When you think of a move-up buyer, you may picture a confident borrower who will net enough from the sale of their existing home to put down 20% or more on the house of their choice – simple! But the truth is, despite going through the process one or more times in the past, these borrowers may not understand all their options, and may have competing goals or challenges that you can help them solve. (And if you do, you can bet they’ll talk you up to anyone who’s looking for a loan officer referral.)
That’s why it’s in your best interest to have a few creative strategies for move-up buyers in your toolkit to share with borrowers and real estate agents. As a private mortgage insurer, we here at MGIC have seen how MI can fill in gaps, open new doors, and save deals.
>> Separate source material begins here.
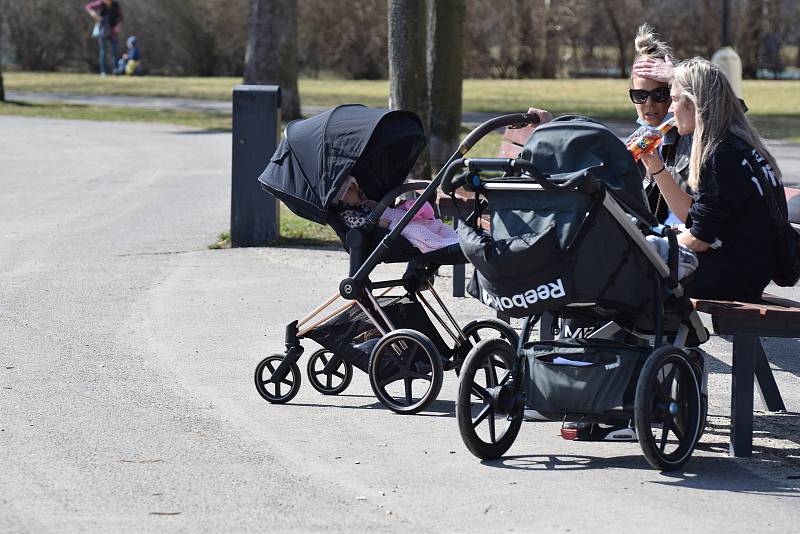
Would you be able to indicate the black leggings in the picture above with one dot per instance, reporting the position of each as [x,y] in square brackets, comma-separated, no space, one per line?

Here are some strategies we’ve heard from lenders who use MI with their move-up buyers.
The “more house” strategy (the classic!)
Although many move-up buyers have enough equity in their existing homes to put 20% down on the next one, it’s by no means a given. Depending on the size of their first mortgage and how long they spent in the home, they just may not have the equity they need to put down 20%. Or they may be looking to size up and/or move to a more expensive area for their next house. Just like it does for first-time buyers, MI can help these move-up buyers enter the market or expand their options.
"Just like it does for first-time buyers, MI can help move-up buyers enter the market or expand their options."
The “fix it up right now” strategy
Borrowers who do have enough for a 20% down payment may still run into circumstances where putting less down may be a better option for them. Your move-up buyers may find a house with a great footprint in a neighborhood they like – but the outdoor space is dismal, or the bathroom is hopelessly dated, or the flooring is gouged and scuffed. By putting down 10 or 15% and using MI, your borrowers could retain some funds to make immediate improvements.
While borrowers considering a fixer-upper could certainly go with a GSE renovation loan program (also eligible for MI!) and navigate those program requirements and guidelines, they may find it easier to simply put less down. This is especially true for borrowers who are contemplating improvements beyond a new coat of paint, but that don’t rise to the level of major renovations.
The “timing is everything” strategy
Buying a new home and selling the old one at the same time is a delicate dance. Most buyers would prefer not to be stuck paying 2 mortgages for a few months or more – but including a home sale contingency in their offer to purchase the new home may be a competitive disadvantage. They may find the perfect home early in their search for a new home and don’t want to miss out, despite not having any nibbles on their current home.
In these cases, the equity they’ve built is moot – but as long as they have enough saved for a modest down payment on the move-up home and can afford both monthly mortgage payments, MI can help them buy that new house without it being dependent on a concurrent sale of the old one.
One couple I know employed this strategy because they wanted to spruce up their old house before listing it and found it easier to do that while living in their new house. It was a very frugal 6 months before they sold their first home (it was a slow market for starter homes in their area at that time) – but with the proceeds of that sale, they were able to meet some other financial goals, including beefing up their retirement accounts. Which brings me to this next strategy!
The “retirement boost” strategy
Many of us got the same “invest in your retirement early” advice in our 20s – and I’m sure some of us took it, right? But 26% of GenXers aren’t even saving for retirement, and only a third of GenXers rate their retirement savings as “on track.”
Move-up buyers in their 40s or 50s may be looking for ways to catch up to retirement saving milestones. By putting down less and using MI, your borrowers could retain some funds to make investments in an IRA or other retirement account – giving them peace of mind that they’re better prepared for the future.
Since every borrower is unique, there are many variations on these themes. For example, your buyers may want to retain some funds not for retirement, but to finance college or to furnish the new place. If you ask open questions to get a sense of your buyers’ goals, priorities and worries, you may find that one of these strategies may be just what they need to get to the closing table.